Scuola, stop al Senato Il premier rilancia: pronto alla fiducia
La commissione rinvia l’esame a martedì. Renzi pensa alla forzatura Proposta di mediazione: tetto alle donazioni, chiamata diretta dal 2016
ROMA Conto alla rovescia per salvare la riforma della scuola, ricucire lo strappo interno al pd e assumere centomila professori. Il presidente della Settima commissione del Senato Andrea Marcucci ha chiesto una pausa di due giorni. In pallacanestro si chiamerebbe un Tie breack. Il tempo per trovare un accordo con le opposizioni e con la minoranza dem per ritirare gran parte degli emendamenti e votare un testo modificato e corretto («ma non stravolto»).
IL PIANO A
Le prossime ore serviranno a mettere a punto una proposta di mediazione che assorbe gran parte delle obiezioni avanzate in commissione: nel nuovo testo ci saranno criteri più stringenti nella valutazione di presidi. Una riforma dell’articolo 18 che istituisce lo School Bonus con un tetto di 5000 euro per le donazioni di privati e di 50 mila per le imprese. Verrà stabilita una quota fissa per garantire anche gli istituti scolastici svantaggiati e più ”poveri” grazie a un fondo ad hoc di perequazione (il contributo oscillerà tra il 10% e il 20%).

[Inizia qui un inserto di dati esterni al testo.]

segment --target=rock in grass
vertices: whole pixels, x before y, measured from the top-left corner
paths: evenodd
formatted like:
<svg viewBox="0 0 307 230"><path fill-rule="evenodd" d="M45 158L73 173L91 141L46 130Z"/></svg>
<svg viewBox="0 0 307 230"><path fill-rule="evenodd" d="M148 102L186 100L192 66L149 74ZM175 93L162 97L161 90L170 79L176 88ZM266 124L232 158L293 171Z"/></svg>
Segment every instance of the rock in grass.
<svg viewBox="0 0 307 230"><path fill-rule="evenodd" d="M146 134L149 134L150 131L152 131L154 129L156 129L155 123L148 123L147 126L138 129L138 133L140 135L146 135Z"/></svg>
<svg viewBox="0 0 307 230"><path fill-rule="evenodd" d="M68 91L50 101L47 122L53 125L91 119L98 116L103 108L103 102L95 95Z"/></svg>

Miguel Gotor, senatore bersaniano, componente che ha presentato una ventina di emendamenti, tiene il punto: «Se il governo vuole, domani si possono assumere non 100 mila ma 130 mila professori e poi discutere di tutto il resto. Tanto più che il disegno di legge prevede che alcuni punti strategici partano dal 2016 e non prima. Perché cercare allora una forzatura? Lo scontro non serve a nessuno». I dissidenti rigettano le accuse, sommessamente lasciano intendere che sul banco degli accusati ci sono loro ma solo per mascherare l’inaffidabilità dei centristi in fermento per il caso-Azzollini. In commissione la maggioranza è risicata. Ma Mineo e Tocci, dissidenti dem hanno votato finora con la maggioranza (a differenza di Esposito, Ncd). Tocci è disposto a fare un passo indietro e a ritirare i suoi emendamenti ma solo se ci sarà lo stralcio, «non è vero che non si possono fare tutte le assunzioni in assenza del resto delle norme. La chiamata degli insegnanti da parte dei presidi, secondo il testo in discussione al Senato, parte nell'anno scolastico 2016-17. I precari non devono pagare gli errori del governo». Idem Stefano Fassina che la pensa allo stesso modo, «se le assunzioni si vogliono fare è solo un problema di volontà politica».
IL PIANO B
Se la proposta di mediazione non passerà e non si ritireranno gli emendamenti sarà scontro. Renzi ha già fatto sapere ai suoi che «non esclude» il ricorso alla fiducia. Vorrebbe dire far saltare tutte le ipotesi di mediazione e togliere senso anche alla conferenza generale sulla scuola proposta dal premier per i primi di luglio. Di stralcio dell’articolo 10 il Pd infatti non vuole sentir parlare. Fallito l’ultimo tentativo si passerà al piano B. Il governo si presenterà in Aula e chiederà la fiducia. È la forzatura che Renzi e i renziani vorrebbero evitare. E la vorrebbe evitare anche il ministro all’Istruzione Giannini, convinta che «non si possa rimandare sempre la palla a un altro tempo della partita». Riferimento al muro che si è alzato dalle opposizioni. E mentre autonomi e Cobas anche ieri hanno manifestato in piazza del Pantheon a Roma, i confederali (cui il governo fa capire di voler addossare le eventuali mancate assunzioni) ora si chiedono che fine faranno i precari. Domanda che ora si fanno tutti.